A unidade industrial passou a ser administrada pelas cooperativas Frísia, Agrária, Capal, Coasul, Integrada, Castrolanda e Bom Jesus. Juntas, elas representam cerca de 57 mil cooperados, empregam aproximadamente 16 mil colaboradores, cultivam 2,1 milhões de hectares e movimentam mais de R$ 47 bilhões por ano em faturamento.
Durante a apresentação do empreendimento, Ratinho Junior destacou a importância do cooperativismo para a economia do Paraná e o papel estratégico dos investimentos voltados à industrialização da produção agropecuária. O projeto amplia a capacidade de processamento de soja no Estado e fortalece a agregação de valor à matéria-prima produzida pelos cooperados.
A operação marca uma nova etapa para o complexo industrial, que anteriormente pertencia à multinacional Louis Dreyfus Company (LDC).
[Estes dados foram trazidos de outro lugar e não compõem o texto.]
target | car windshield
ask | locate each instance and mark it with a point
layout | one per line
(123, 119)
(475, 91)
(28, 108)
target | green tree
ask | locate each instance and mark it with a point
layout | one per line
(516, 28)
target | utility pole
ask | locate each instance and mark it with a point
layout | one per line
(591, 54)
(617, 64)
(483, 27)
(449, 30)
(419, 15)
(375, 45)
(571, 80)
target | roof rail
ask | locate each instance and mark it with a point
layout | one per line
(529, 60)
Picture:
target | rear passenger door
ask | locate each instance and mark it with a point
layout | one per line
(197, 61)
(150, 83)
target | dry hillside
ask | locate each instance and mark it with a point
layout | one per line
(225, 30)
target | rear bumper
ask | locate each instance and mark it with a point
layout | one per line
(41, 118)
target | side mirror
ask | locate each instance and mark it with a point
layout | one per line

A transferência da gestão foi oficializada em 1º de agosto e a produção teve início dois dias depois, já sob o comando das cooperativas paranaenses.
A Frísia Cooperativa Agroindustrial foi escolhida para liderar a gestão da Esmagadora Campos Gerais. O superintendente da cooperativa, Mario Dykstra, afirmou que o empreendimento representa um avanço na integração entre as cooperativas e reforça o modelo de intercooperação adotado no Paraná.
Localizada em uma área de 58,08 hectares, a unidade possui estrutura voltada à recepção, beneficiamento e armazenamento de grãos, com capacidade estática de 300 mil toneladas. O complexo também conta com setores de preparação da soja, extração de óleo e farelo, degomagem e envase de lecitina, além de refinaria própria. Cerca de 200 trabalhadores atuam diretamente nas operações da planta industrial.
Segundo informações da Frísia, a produção será direcionada principalmente ao óleo de soja degomado, utilizado na fabricação de biocombustíveis, e ao farelo de soja destinado aos mercados interno e externo. A unidade também produzirá lecitina e casca de soja, matérias-primas utilizadas pelas indústrias de alimentos e de nutrição animal.